In the context of the research project “Figures of Dissent (Cinema of Politics, Politics of Cinema)”
KASK / School of Arts

translator’s notes
* There is a famous description of hotel Saccard in Zola’s Novel La Curée (‘The Kill’).
* Pierre Carlet de Chamblain de Marivaux (1688 – 1763), commonly referred to as Marivaux, was a French novelist and dramatist whose comedies are, after those of Molière, the most frequently performed in today’s French theatre. Passy is a transit station in the 16th arrondissement of Paris.

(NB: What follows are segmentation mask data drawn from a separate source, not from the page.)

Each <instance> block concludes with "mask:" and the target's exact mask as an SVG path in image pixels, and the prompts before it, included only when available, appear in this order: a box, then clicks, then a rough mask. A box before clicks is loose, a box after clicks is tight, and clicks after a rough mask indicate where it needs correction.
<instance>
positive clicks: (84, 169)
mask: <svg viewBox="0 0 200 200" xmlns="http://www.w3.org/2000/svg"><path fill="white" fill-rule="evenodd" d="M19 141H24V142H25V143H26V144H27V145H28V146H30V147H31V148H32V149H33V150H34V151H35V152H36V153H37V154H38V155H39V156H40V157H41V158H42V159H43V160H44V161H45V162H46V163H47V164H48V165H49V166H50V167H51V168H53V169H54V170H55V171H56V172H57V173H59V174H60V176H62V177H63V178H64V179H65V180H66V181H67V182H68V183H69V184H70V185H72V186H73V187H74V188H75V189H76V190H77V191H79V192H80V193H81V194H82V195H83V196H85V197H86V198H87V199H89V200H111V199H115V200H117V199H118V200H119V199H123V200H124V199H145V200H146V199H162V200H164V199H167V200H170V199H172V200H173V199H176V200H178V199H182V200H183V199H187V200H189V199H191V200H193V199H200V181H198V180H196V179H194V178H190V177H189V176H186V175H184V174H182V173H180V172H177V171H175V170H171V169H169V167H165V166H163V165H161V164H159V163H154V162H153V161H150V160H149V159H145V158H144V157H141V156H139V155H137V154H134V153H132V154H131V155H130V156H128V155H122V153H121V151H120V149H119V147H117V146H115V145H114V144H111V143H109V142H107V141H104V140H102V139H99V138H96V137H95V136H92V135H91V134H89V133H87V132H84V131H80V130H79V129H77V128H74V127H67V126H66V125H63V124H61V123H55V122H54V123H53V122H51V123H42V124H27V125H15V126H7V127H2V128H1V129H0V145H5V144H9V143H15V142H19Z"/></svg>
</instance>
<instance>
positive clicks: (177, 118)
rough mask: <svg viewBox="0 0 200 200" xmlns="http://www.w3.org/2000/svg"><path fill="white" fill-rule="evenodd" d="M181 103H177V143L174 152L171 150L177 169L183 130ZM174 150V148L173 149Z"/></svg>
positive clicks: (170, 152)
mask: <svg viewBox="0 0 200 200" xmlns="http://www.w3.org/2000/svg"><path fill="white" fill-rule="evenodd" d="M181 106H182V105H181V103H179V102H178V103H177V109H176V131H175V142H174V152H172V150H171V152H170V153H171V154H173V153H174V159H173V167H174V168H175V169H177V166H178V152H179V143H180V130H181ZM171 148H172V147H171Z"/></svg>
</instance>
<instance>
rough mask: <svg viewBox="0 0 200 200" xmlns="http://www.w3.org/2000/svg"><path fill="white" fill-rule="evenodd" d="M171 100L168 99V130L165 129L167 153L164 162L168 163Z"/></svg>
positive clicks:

* The criticism of Armand de Pontmartin (1811-1890) on Flaubert’s Madame Bovary, was discussed in Ranciére’s Politics of Literature. “The cluttered space of Madame Bovary is the opposite of the well-cleared space that the aristocratic order granted to novels in the days of La Princesse de Clèves. In those novels ‘the human personality represented by all the superiorities of birth, mind, education and heart left little room, in the economy of the tale, for secondary characters, still less for material objects. This exquisite world only looked at the little people through the doors of its carriages, or at the countryside through the window of its palaces. That left a great space, admiravly filled, for the analysis of feelings finer, more complicated, harder to disentangle in elite souls than in the vulgar’. (Armand de Pontmartin, ‘Le Roman Bourgeois et le Roman Démocrate‘)”.
* Flaubert: “There aren’t good subjects for art in literature, and Yvetot (small village in the west of France) is therefore as good as Constantinople; and therefore you can write anything at all quite as well as any other subject you may think of.”